Senate investigators underscored that Kremlin agents targeted at least 18 states’ election systems in 2016 — and probably more. In at least six of those states, the Russians tried to penetrate voting-related websites, and some of those attempts worked. “In a small number of states, these cyberactors were in a position to, at a minimum, alter or delete voter registration data,” the committee concluded. The panel found no evidence that registration information — or, for that matter, vote tallies — were changed. But the Russians may be more aggressive next time.

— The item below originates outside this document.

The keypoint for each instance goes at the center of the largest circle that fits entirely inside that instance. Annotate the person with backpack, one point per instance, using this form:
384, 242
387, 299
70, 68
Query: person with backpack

On a final note, don’t miss this very important piece by John Nichols at The Nation on this week’s Ohio gerrymandering victory:
Ohio is a swing state. It voted for Barack Obama in 2012 and Donald Trump in 2016. It sends one Democrat and one Republican to the US Senate. It has a pattern of electing Democratic and Republican governors—often in closely contested races. And, yet, Ohio’s congressional delegation currently includes 12 Republicans and just four Democrats. [...]
On Tuesday, Ohio voters approved a radical rewrite of the rules, which was promoted by the League of Women Voters and other good-government groups, and forced onto the ballot via pressure on legislators to come up with a plan to end gerrymandering.